On the other hand, deplatforming — particularly for the promotion of alternative truths — can be viewed as a badge of honor. And that’s where the fundamental argument for GAIA stock comes into play.
According to its public profile, Gaia’s television network had over half-a-million subscribers in 185 countries (as of September 2018). Last year, the subscription count increased to 806,000. For people who are convinced that mainstream structures are hiding or otherwise obfuscating certain realities, Gaia may be an attractive outlet.
As intriguing as the narrative for GAIA stock is, it doesn’t necessarily provide actionable insights. Ultimately, a public company isn’t valued by intrinsic fundamentals, much like a car isn’t priced based on how much horsepower it produces. Rather, it comes down to what a buyer is willing to pay.

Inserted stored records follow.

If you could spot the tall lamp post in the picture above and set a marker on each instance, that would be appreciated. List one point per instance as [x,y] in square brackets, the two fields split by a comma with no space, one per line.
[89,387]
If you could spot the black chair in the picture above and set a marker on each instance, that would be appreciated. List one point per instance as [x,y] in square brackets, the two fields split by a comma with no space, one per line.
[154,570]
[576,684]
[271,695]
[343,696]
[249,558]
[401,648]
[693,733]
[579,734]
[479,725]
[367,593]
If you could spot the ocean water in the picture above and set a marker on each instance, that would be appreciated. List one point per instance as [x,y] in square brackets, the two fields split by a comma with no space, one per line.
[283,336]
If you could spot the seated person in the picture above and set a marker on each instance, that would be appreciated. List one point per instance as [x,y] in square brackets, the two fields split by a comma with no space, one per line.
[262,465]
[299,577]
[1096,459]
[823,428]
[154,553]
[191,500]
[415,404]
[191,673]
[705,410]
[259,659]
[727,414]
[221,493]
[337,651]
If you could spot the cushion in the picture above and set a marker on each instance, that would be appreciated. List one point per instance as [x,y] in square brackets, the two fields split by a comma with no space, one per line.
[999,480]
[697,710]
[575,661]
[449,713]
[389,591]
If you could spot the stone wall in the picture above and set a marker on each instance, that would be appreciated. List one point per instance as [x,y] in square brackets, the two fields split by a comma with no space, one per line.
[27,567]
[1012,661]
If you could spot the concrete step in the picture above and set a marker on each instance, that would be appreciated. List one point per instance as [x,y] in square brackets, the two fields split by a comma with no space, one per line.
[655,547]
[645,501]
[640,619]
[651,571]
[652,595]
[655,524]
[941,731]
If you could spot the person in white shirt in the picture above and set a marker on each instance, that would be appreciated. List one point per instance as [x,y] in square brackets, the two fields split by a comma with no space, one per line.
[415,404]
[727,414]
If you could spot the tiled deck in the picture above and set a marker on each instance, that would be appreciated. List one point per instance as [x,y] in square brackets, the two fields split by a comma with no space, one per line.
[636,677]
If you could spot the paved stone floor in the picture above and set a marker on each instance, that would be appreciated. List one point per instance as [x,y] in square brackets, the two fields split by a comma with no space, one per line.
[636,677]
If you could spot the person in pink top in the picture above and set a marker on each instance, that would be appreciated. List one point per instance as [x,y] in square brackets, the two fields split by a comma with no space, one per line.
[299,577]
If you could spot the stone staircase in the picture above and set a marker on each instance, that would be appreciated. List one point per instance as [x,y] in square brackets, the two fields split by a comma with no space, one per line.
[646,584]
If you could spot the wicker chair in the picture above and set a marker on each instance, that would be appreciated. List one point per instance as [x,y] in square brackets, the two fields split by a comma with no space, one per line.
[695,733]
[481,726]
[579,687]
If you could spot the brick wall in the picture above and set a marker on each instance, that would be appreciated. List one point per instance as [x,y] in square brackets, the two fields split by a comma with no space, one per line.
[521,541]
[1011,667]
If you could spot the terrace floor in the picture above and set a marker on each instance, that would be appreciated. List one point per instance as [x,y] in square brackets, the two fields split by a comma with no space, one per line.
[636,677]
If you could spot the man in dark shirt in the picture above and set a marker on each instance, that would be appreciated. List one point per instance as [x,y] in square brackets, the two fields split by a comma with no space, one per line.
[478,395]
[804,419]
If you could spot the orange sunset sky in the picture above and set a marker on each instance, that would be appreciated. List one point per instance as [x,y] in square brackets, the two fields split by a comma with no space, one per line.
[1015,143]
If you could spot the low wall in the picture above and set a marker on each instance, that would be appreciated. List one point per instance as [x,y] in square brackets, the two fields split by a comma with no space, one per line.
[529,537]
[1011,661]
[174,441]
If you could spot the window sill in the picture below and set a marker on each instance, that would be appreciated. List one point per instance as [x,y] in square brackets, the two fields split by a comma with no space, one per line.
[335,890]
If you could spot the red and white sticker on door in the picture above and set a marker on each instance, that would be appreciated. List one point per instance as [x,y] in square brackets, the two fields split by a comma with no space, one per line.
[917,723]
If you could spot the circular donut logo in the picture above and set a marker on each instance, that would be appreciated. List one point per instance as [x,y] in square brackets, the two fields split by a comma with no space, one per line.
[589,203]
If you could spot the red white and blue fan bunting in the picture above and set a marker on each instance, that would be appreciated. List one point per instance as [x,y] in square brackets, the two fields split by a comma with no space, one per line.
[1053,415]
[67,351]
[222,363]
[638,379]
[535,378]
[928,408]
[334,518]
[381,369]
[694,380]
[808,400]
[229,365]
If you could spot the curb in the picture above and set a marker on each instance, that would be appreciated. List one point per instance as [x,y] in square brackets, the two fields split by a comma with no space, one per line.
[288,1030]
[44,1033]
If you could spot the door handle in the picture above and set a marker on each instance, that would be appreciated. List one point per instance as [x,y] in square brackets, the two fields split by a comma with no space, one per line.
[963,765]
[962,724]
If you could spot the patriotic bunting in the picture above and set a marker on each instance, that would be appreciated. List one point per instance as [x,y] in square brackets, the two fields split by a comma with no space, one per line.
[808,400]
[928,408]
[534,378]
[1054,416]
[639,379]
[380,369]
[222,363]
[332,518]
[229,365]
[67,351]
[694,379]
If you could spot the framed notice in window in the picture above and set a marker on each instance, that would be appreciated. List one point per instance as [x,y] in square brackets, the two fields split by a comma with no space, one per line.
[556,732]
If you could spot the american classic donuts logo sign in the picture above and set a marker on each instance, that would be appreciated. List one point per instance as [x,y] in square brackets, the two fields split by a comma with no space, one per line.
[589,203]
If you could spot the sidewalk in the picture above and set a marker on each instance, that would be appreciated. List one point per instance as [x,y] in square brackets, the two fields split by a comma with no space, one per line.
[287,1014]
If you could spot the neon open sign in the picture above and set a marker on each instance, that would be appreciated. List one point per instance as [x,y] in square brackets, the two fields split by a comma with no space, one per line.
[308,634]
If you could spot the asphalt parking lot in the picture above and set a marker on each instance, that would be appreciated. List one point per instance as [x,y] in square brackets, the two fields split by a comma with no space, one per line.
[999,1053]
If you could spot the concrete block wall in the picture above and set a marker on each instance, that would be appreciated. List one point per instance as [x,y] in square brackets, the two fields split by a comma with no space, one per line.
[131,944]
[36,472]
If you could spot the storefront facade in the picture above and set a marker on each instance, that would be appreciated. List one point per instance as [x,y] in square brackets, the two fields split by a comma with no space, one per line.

Statistically, it’s possible to look back in time to decipher the conditions that sparked a higher likelihood of upside success in GAIA stock. However, the problem in finance is that traditional measurement metrics — such as share price — are non-stationary; that is, they often fluctuate across time and context. To remedy this problem, one can impose stationarity by converting price action into a first-order (mathematically irreducible) metric such as market breadth: sequences of accumulative and distributive sessions.
Using this framework, GAIA stock is on pace to clock by Friday a 6-4-U sequence: six up weeks, four down weeks, with a net positive trajectory across the 10-week period. What’s intriguing here is that in 62.69% of cases, the following week’s price action (meaning the business week beginning June 23) results in upside, with a median return of 2.73%.
To be clear, that’s a median return based on the historical response of the 6-4-U. Because GAIA stock has already had a rough patch, it’s possible that — if upside materializes — the return could be bigger than advertised.
What we do know is that, as a baseline, the chance that GAIA stock will rise on any given week is only 49.73%. Therefore, from a gambler’s perspective — and it is a gamble — an incentive exists to take a swing.